When people talk about Large Language Models (LLMs) like GPT or BERT, you'll often hear phrases like "This model has 70 billion parameters" or "That model only has 3 million parameters." If you’re new to this field, this can sound confusing. Don’t worry—this guide will break it down into simple terms and examples!
What Are Parameters in LLMs?
Parameters in an LLM are numerical values that the model learns during training to understand language. Think of parameters as the “knobs” or “settings” the model adjusts to make better predictions, such as guessing the next word in a sentence or answering a question.

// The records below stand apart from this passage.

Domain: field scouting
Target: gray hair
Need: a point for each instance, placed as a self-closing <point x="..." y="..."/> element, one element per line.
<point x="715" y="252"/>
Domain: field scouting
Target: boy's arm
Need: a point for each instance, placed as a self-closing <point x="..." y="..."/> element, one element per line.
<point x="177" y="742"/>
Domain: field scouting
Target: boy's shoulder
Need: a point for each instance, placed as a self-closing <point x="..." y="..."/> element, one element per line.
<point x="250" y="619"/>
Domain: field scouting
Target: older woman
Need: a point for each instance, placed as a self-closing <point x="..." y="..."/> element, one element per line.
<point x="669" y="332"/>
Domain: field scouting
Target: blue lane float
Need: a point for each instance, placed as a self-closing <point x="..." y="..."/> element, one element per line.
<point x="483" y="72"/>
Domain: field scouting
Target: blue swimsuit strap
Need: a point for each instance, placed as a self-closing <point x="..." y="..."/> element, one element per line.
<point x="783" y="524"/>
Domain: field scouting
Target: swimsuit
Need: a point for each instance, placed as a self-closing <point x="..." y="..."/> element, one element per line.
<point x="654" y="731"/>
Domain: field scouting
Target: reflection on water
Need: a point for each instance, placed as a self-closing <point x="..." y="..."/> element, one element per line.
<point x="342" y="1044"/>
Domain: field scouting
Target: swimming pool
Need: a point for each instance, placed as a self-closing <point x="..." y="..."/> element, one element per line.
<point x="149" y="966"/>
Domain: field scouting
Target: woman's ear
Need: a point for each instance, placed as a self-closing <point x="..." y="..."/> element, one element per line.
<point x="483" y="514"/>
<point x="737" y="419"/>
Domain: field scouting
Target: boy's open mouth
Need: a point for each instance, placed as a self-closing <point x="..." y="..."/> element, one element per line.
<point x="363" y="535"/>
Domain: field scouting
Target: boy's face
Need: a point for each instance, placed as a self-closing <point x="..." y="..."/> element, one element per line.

Imagine a network of interconnected neurons. Each connection has a strength (the weight). By adjusting these weights, the network learns to recognize patterns in the data and make accurate predictions. These weights are learned by the model during training by adjusting them to minimize the error between the predicted output and the actual output.
In a neural network, every connection between nodes has a weight.
For example, if a neuron 'A' connects to a neuron 'B', the weight 'w' determines how much the output of A contributes to the input of B. Weights determine the importance of inputs. Larger weights give more importance to certain inputs, while smaller weights give less.
Let's take a real-world analogy to understand it better. Suppose you’re baking a cake, and the recipe calls for flour, sugar, and eggs. The amounts of these ingredients (e.g., 2 cups of flour, 1 cup of sugar) are like parameters—they determine how the final cake turns out. If you tweak the amounts (parameters), you can make the cake sweeter, fluffier, or drier.
Similarly, in LLM, Parameters are the "ingredients" that determine how the model processes language. By adjusting these parameters during training, the model learns to “understand” words, grammar, context, and even complex ideas.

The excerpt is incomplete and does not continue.